Hoy, medio siglo después, el país no es el mismo, pero el eco persiste. En 2025 la violencia se ha transformado: ya no es la guerra del Estado contra la guerrilla, sino del Estado y los cárteles por el control territorial, con la sociedad civil atrapada en medio. Sin embargo, hay continuidades imposibles de negar. La militarización sigue siendo la respuesta predilecta de los gobiernos. La impunidad, la moneda constante. Y las desapariciones —ayer de estudiantes y obreros rebeldes, hoy de jóvenes reclutados por el crimen organizado— continúan siendo la herida más profunda.

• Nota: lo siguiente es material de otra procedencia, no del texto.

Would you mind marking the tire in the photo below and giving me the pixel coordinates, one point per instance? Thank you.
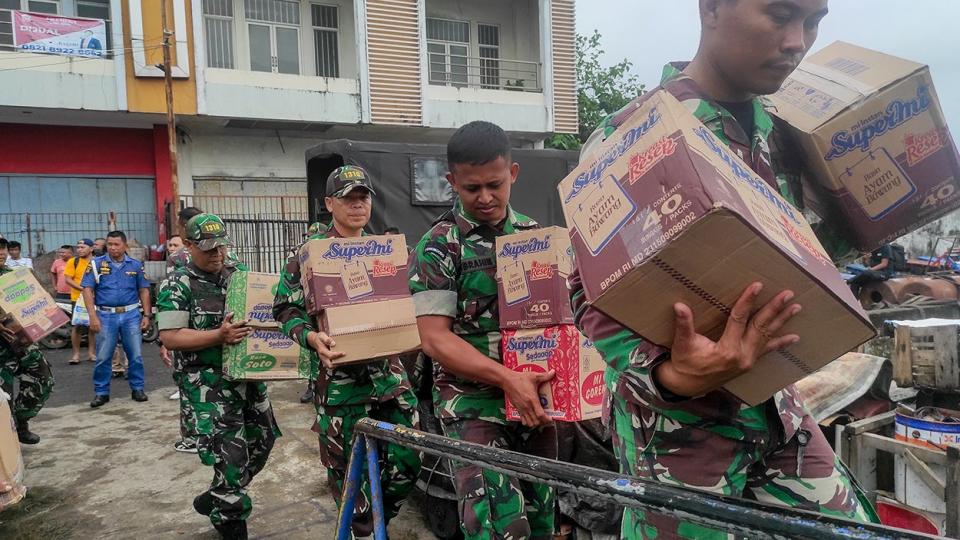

La Comisión para la Verdad y el Acceso a la Justicia en el caso de la Guerra Sucia, creada en 2021, representa un intento tardío de enfrentar lo ocurrido. Pero todavía no basta. No basta con reconocer que hubo crímenes de Estado: hace falta verdad completa, hace falta justicia real. Los archivos desclasificados muestran la magnitud del horror, pero los responsables —generales, policías, funcionarios— siguen intocados. La memoria sin justicia es apenas un monumento a la impunidad.
Frente a esto, la LC23S permanece como un recuerdo incómodo, incómodo para el poder, incómodo incluso para la sociedad que prefiere mirar hacia adelante sin cargar con los fantasmas del pasado. La guerrilla fue derrotada, sí, pero su memoria sigue viva porque las preguntas que la originaron siguen vigentes: ¿quién decide quién puede hablar y quién debe callar? ¿Qué opciones tiene un pueblo cuando la democracia se convierte en un disfraz autoritario?

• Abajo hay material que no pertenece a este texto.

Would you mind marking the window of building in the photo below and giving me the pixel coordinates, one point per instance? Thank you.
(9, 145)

Los jóvenes de hoy no se alzan en armas, pero marchan por los desaparecidos, exigen justicia en Ayotzinapa, denuncian feminicidios, enfrentan a un Estado que continúa administrando la violencia en lugar de resolverla. La LC23S ya no existe, pero su sombra se proyecta sobre cada movilización que grita contra la impunidad.
México carga con una deuda que no ha querido pagar. No se trata de glorificar la violencia, sino de comprenderla. De entender que la Liga fue consecuencia, no causa. Consecuencia de un país cerrado, intolerante, represivo. Recordar a la LC23S es recordar que la democracia mexicana se edificó sobre cadáveres que nunca fueron reconocidos.
Medio siglo después, la lección es dura pero necesaria: la violencia política no nace sola, la fabrica el autoritarismo.
Un país que no escucha a sus muertos está condenado a repetir su historia.
El saber no descansa, la lectura provoca y el pensamiento sigue. Nos vemos en la siguiente columna.